The world’s oldest leader, Cameroonian President Paul Biya, turned 90 on Monday and his supporters from the ruling People’s Democratic Movement party back home are already rooting for him to extend his 40-year rule with another five-year term in 2025.
There are no presidential term limits in Cameroon. Biya is the world’s second longest-serving head of state after his neighbour, Equatoguinean President Teodoro Obiang Nguema Mbasogo, who has been in power since 1979.
Despite supporters’ calls for Biya to run for office again, he seems to be struggling to keep up.
Recently, a video of him on social media, which had been taken at the US-Africa Leaders Summit in December last year in Washington DC, showed a disoriented man.
But, like many African heads of state who came into power at a relatively young age, Biya is not showing any signs of letting go.
In Uganda, Yoweri Museveni (78) came into power in 1986. However, in his younger days, he said “the problem of Africa in general and Uganda, in particular, is not the people, but leaders who want to overstay in power.”
Museveni started out with promise, as a guerrilla who became a democrat as he presented a different approach to Uganda’s eccentric dictator, the late Idi Amin, who overthrew Milton Obote.

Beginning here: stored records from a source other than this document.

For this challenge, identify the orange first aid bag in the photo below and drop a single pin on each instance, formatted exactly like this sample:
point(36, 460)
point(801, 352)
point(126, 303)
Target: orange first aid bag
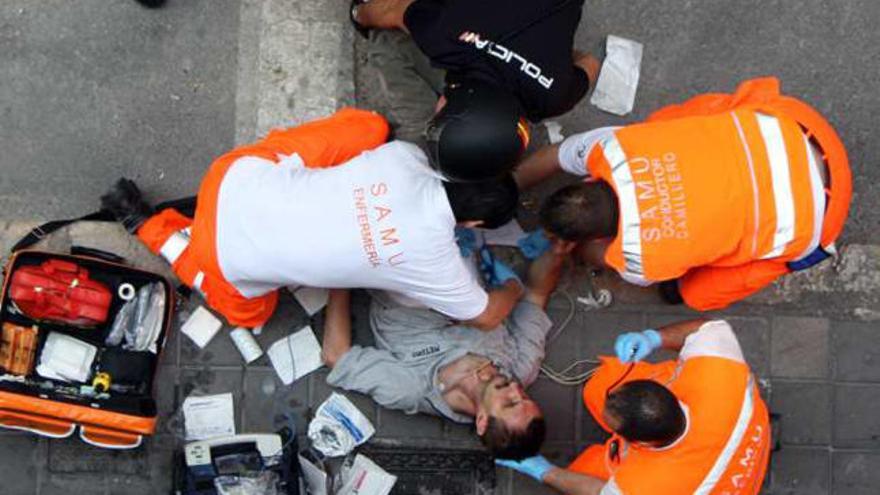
point(88, 294)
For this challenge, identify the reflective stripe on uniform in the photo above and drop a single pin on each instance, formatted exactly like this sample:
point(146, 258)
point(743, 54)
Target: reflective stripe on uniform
point(630, 221)
point(611, 488)
point(733, 443)
point(780, 173)
point(174, 246)
point(751, 162)
point(817, 187)
point(197, 282)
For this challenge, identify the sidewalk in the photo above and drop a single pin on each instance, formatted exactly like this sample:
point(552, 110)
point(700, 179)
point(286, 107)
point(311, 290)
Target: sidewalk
point(99, 88)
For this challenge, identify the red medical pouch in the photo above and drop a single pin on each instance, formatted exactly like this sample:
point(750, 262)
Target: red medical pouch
point(61, 292)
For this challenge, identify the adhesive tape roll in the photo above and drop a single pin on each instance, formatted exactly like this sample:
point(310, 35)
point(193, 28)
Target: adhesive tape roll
point(126, 292)
point(101, 382)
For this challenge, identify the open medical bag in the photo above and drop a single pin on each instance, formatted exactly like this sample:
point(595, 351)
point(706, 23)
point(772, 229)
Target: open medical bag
point(63, 368)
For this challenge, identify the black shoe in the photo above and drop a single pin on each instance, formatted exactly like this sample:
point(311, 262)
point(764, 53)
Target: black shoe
point(362, 30)
point(151, 4)
point(125, 202)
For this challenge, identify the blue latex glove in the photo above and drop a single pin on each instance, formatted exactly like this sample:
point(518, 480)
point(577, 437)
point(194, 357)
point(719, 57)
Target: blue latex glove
point(535, 244)
point(495, 273)
point(466, 240)
point(635, 346)
point(537, 467)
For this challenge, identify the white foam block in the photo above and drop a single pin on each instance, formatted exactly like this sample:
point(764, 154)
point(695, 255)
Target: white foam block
point(615, 91)
point(296, 355)
point(201, 326)
point(312, 299)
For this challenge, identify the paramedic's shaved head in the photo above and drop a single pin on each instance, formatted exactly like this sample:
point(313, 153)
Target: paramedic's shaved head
point(645, 411)
point(492, 202)
point(581, 212)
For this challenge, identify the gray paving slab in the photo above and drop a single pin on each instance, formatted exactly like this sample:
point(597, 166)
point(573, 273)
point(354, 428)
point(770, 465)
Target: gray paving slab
point(801, 472)
point(157, 479)
point(806, 412)
point(20, 466)
point(754, 338)
point(100, 89)
point(799, 347)
point(74, 456)
point(79, 483)
point(407, 429)
point(856, 352)
point(855, 473)
point(268, 405)
point(558, 404)
point(208, 381)
point(856, 422)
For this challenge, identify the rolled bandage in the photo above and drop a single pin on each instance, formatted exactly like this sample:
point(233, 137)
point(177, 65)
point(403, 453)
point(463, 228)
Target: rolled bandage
point(126, 292)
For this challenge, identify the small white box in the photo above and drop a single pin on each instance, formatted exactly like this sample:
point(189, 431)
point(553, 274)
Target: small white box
point(201, 326)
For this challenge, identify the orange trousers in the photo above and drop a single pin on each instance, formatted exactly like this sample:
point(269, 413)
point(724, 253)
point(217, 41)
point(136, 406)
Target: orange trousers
point(190, 244)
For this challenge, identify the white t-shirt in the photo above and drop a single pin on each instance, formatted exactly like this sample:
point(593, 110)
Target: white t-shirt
point(575, 149)
point(379, 221)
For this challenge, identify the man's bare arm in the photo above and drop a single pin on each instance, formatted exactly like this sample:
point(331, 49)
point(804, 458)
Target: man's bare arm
point(383, 14)
point(337, 327)
point(501, 302)
point(571, 483)
point(538, 167)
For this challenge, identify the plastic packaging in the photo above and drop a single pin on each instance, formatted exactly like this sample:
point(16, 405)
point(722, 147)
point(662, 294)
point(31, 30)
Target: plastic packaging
point(339, 427)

While Museveni was not involved in the second overthrow of Obote, disposed by military commanders Bazilio Olara-Okello and General Tito Okello in 1985, he took advantage of the chaos that ensued during the military council of the two army generals in a few months.
He started using the dictators’ playbook, doing whatever was necessary to stay in power, and he was not the first to do so in Africa.
Many have also seen how Laurent Gbagbo, the former president of Ivory Coast became an example of what happens to despots when he was brought before the International Criminal Court (ICC) to face human rights violation charges in 2011.
They fear leaving office only to wear prison garb, serving time for human rights abuses.
There have been some unfortunate ones, such as Burkina Faso’s Blaise Compaoré in 2014 and Zimbabwe’s Robert Mugabe in 2017 who were overthrown while they were plotting more years in power.
Mugabe’s successor, Emmerson Mnangagwa, 80, will this year seek to extend his stay in office by a further five years.
If he wins the mandate, he will retire at age 85 after serving the two-term limit.
Presidential term limits
A 2015 Afrobarometer survey indicated that the majority of people in 34 countries supported presidential term limits because they guarantee the transition of power.